Adaptive event-triggered tracking control for strict-feedback nonlinear ODE cascaded n+1 coupled hyperbolic PDE systems.

This paper considers the adaptive event-triggered tracking control for n+1 coupled hyperbolic partial differential equation (PDE) cascaded with an uncertain nonlinear ordinary differential equation (ODE) in strict-feedback form. Such an ODE-PDE system arises in many applications such as crane systems with heavy rope and payload. Essentially different from the systems in most of the related literatures, we mainly consider that: (1) the event-triggered tracking control for the cascaded system rather than time-triggered stabilization control, (2) the control input only appears at one end of the ODE rather than directly at the boundary point of the PDE system, (3) the ODE possesses high-order nonlinear and uncertain dynamics rather than linear and deterministic ones.

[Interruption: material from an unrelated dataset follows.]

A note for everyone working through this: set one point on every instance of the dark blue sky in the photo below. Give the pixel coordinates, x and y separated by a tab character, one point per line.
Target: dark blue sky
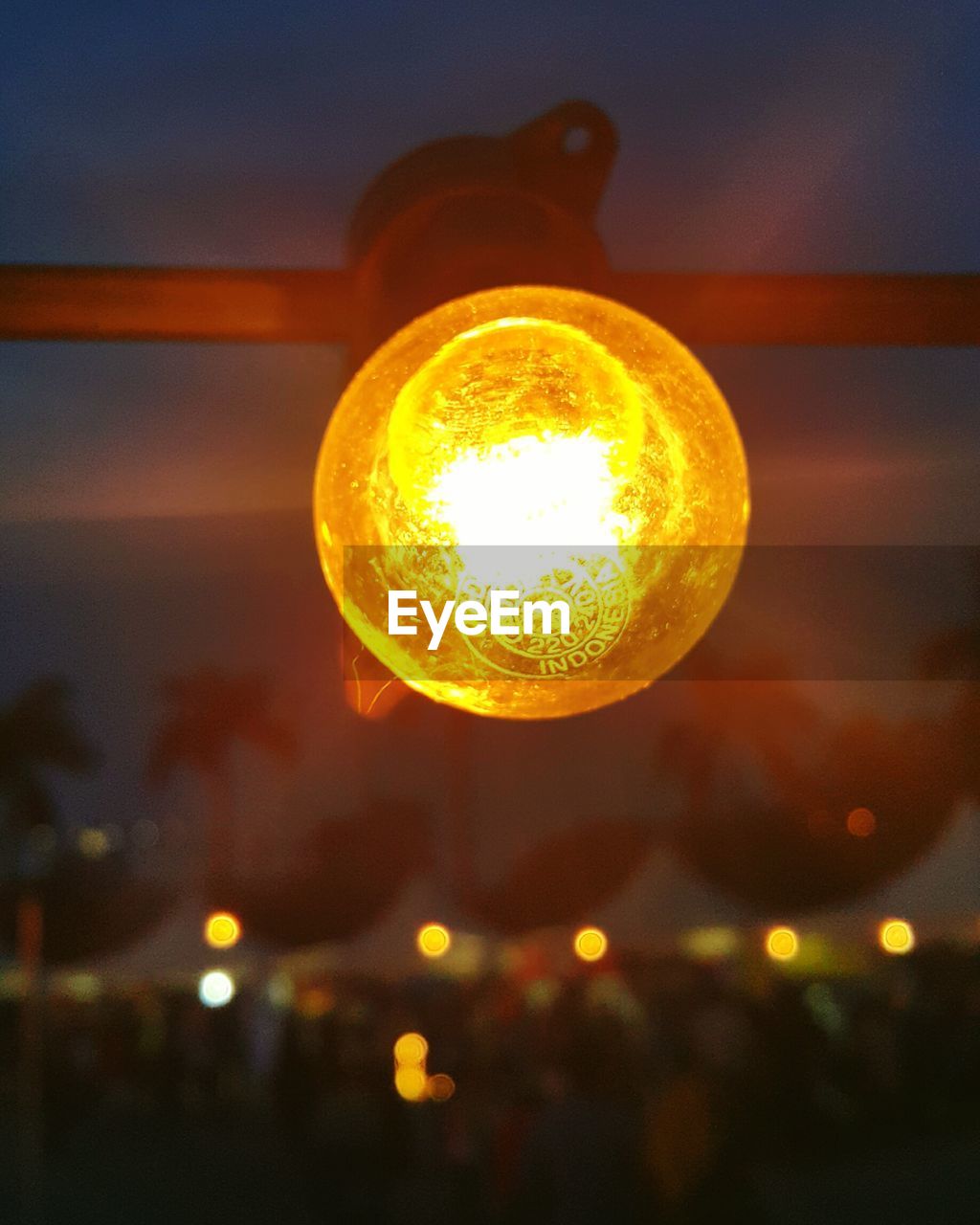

Due to the cascaded system structure and the presence of uncertainty and nonlinearity in the ODE, the input-to-state stable property which is important for the event-triggered control (ETC) is difficult to check. Additionally, how to solve the boundary event-triggered tracking problem for the system remains an open question so far. To this end, by combining the geometric design method, infinite- and finite-dimensional backstepping techniques, an adaptive tracking controller is first constructed. Further, a dynamic event-triggered mechanism is proposed to reduce the actuation frequency. Theoretical proof is rigorously given to show the asymptotic convergence of the tracking error of the PDE controlled output, and the existence of a minimal dwell-time. Finally, a numerical simulation consisting of a crane system in an experimental setting is presented to show the effectiveness of the proposed control scheme.